TLDR
Roman Storm has already raised over $3.9 million for his defense.
Tornado Cash’s case could set a precedent for crypto privacy tools.
The trial, ongoing in New York, might conclude by August 11, 2025.
The Ethereum Foundation has contributed $750,000 to the defense fund.
As the landmark trial for Roman Storm continues, the Tornado Cash co-creator has asked for a $1.5 million lifeline to cover mounting legal expenses. With the trial entering its third week, Storm’s legal fees are quickly escalating, prompting the urgent call for additional funding. In a recent post on X (formerly Twitter), Storm shared the challenges his legal team faces, noting that they are working “around the clock” to manage the complex case.
Legal Defense Fund Grows Amid Growing Expenses
Roman Storm has already received substantial financial backing for his legal defense. Over $3.9 million has been raised by the crypto community since the trial began on July 14 in Manhattan, New York. In addition, the Ethereum Foundation successfully reached its fundraising goal of $750,000 to assist Storm with his legal costs.
However, Storm’s latest plea for $1.5 million highlights how rapidly expenses are increasing, particularly as the trial enters its final stages.
🚨 Urgent Call for Support 🚨
We’re running out of time — legal costs are piling up fast, and we urgently need your help.
If you believe in open-source, privacy, and standing up to injustice, please donate now. Every bit counts 🙏It sounds crazy, but…
— Roman Storm 🇺🇸 🌪️ (@rstormsf) July 26, 2025
Storm commented that his legal team has been working long hours, with “every hour count[ing]” in the pursuit of justice. He emphasized how demanding the process has been for everyone involved, noting the toll it has taken on the team’s well-being. Despite these challenges, Storm continues to push forward in defense of Tornado Cash, a protocol he believes is critical for the privacy rights of the broader crypto community.

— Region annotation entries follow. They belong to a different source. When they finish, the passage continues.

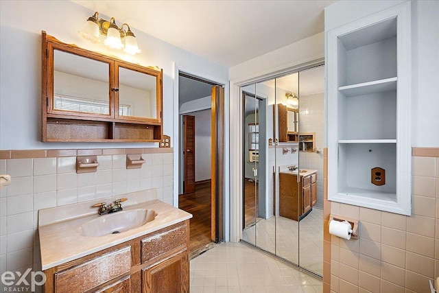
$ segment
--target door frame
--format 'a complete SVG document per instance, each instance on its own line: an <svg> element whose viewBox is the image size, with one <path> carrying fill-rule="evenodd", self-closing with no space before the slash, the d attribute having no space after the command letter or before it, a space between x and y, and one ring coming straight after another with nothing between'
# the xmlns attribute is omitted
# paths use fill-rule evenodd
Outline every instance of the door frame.
<svg viewBox="0 0 439 293"><path fill-rule="evenodd" d="M223 79L218 76L212 75L211 73L200 69L198 68L194 68L188 65L174 63L174 129L173 136L174 139L171 140L171 146L174 148L174 174L179 174L179 162L180 156L182 156L181 145L180 145L180 121L182 119L182 115L184 113L179 113L178 108L178 75L180 72L189 74L190 75L196 77L201 80L209 81L218 85L221 85L224 89L224 129L225 133L227 133L230 128L230 107L229 95L228 95L228 80ZM198 110L204 110L204 108L200 108ZM166 129L165 129L166 131ZM229 158L229 137L228 135L225 135L224 137L224 211L223 211L223 231L224 241L230 241L230 211L228 208L230 206L230 178L228 174L228 166L230 165ZM178 207L178 180L174 180L174 206Z"/></svg>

Tornado Cash Protocol Faces Legal Scrutiny
The legal battle surrounding Tornado Cash is about much more than Roman Storm’s future. It could set a crucial precedent for the role of open-source privacy tools in the cryptocurrency space. The U.S. government has accused Storm of facilitating money laundering, violating U.S. sanctions, and running an unlicensed money-transmitting business.
The charges stem from his involvement in Tornado Cash, a decentralized crypto mixing tool that allows users to anonymize their transactions.

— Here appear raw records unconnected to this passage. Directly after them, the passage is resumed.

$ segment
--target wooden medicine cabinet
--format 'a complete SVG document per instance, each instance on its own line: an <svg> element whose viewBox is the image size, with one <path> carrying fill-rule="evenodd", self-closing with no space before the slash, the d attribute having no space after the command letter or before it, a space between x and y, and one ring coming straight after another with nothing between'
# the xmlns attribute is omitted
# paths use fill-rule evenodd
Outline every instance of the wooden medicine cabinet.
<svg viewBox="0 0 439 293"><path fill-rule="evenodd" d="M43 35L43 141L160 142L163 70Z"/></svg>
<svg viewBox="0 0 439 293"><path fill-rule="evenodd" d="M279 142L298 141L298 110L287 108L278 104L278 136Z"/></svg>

While the U.S. Treasury Department imposed sanctions on Tornado Cash in August 2022, citing its use by criminal actors like the Lazarus Group, a North Korean hacking group, those sanctions were reversed in January after users of Tornado Cash filed a lawsuit. Tornado Cash was officially removed from the U.S. blacklist in March. However, the trial continues, and prosecutors maintain that the protocol has facilitated illegal activity.
Role of Tornado Cash and Its Co-Creators
Roman Storm co-created Tornado Cash in 2019 alongside Alexey Pertsev and Roman Semenov. The trio was inspired by Ethereum co-founder Vitalik Buterin to develop the protocol, which helps enhance privacy for users on the Ethereum blockchain. However, the controversy surrounding the platform has led to scrutiny from governments and regulators worldwide.

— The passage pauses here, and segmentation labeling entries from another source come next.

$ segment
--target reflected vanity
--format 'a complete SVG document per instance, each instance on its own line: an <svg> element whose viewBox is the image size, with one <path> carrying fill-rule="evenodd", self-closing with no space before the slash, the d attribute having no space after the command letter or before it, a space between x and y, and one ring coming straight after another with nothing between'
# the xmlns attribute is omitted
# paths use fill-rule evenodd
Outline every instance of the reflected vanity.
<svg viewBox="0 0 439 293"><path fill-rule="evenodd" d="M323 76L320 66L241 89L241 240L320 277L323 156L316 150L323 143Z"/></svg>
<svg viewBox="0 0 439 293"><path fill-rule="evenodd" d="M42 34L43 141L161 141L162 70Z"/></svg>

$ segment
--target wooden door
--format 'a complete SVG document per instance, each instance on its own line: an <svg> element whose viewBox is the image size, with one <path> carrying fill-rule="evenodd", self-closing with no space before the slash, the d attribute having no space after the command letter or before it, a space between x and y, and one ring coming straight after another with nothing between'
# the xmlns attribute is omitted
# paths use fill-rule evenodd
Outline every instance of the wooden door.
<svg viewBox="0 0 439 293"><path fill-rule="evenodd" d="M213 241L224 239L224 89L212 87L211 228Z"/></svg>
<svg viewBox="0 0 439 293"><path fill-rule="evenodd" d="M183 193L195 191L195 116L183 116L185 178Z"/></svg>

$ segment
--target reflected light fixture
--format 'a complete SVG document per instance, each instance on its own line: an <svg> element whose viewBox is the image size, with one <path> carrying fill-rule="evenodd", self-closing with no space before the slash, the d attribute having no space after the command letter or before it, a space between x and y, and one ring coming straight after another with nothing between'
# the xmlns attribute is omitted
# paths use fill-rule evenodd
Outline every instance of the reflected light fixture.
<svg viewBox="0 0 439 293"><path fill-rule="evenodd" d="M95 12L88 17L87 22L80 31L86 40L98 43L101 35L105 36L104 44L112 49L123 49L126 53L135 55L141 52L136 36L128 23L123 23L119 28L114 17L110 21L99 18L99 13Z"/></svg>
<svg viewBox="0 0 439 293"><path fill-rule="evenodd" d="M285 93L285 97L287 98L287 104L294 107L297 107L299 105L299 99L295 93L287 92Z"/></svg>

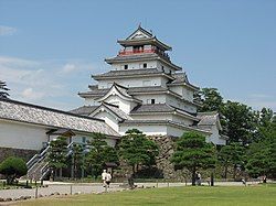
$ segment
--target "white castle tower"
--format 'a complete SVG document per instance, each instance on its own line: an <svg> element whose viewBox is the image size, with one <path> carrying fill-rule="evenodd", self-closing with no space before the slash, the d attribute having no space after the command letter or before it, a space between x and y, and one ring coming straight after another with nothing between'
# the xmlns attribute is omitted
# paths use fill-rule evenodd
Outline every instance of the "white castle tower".
<svg viewBox="0 0 276 206"><path fill-rule="evenodd" d="M78 94L85 106L71 112L104 119L120 134L134 128L148 135L197 131L206 141L225 144L219 115L197 112L200 104L193 96L199 87L170 61L169 45L140 25L117 42L121 45L117 56L105 59L112 69L92 75L98 84Z"/></svg>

Pertsev, who faced his own legal issues in the Netherlands, was found guilty of money laundering in May 2024 and is currently appealing the decision. Semenov, however, remains at large, with the FBI listing him as a wanted individual. Despite these legal challenges, Storm continues to advocate for the protocol’s potential as a privacy tool in the cryptocurrency ecosystem.
The defense team for Storm argues that Tornado Cash is a decentralized platform and that Storm’s role was simply to develop the code, not manage its use. They assert that developers of anonymizing software should not be treated as money transmitters, based on prior guidance from the Financial Crimes Enforcement Network (FinCEN). Moreover, they are relying on the First Amendment’s protection of free speech, suggesting that writing and publishing code should be viewed as a form of protected expression.
The trial is expected to conclude within the next two weeks, around August 11. With the future of crypto privacy tools at stake, the outcome of this case could have significant implications for developers and users in the decentralized finance (DeFi) space.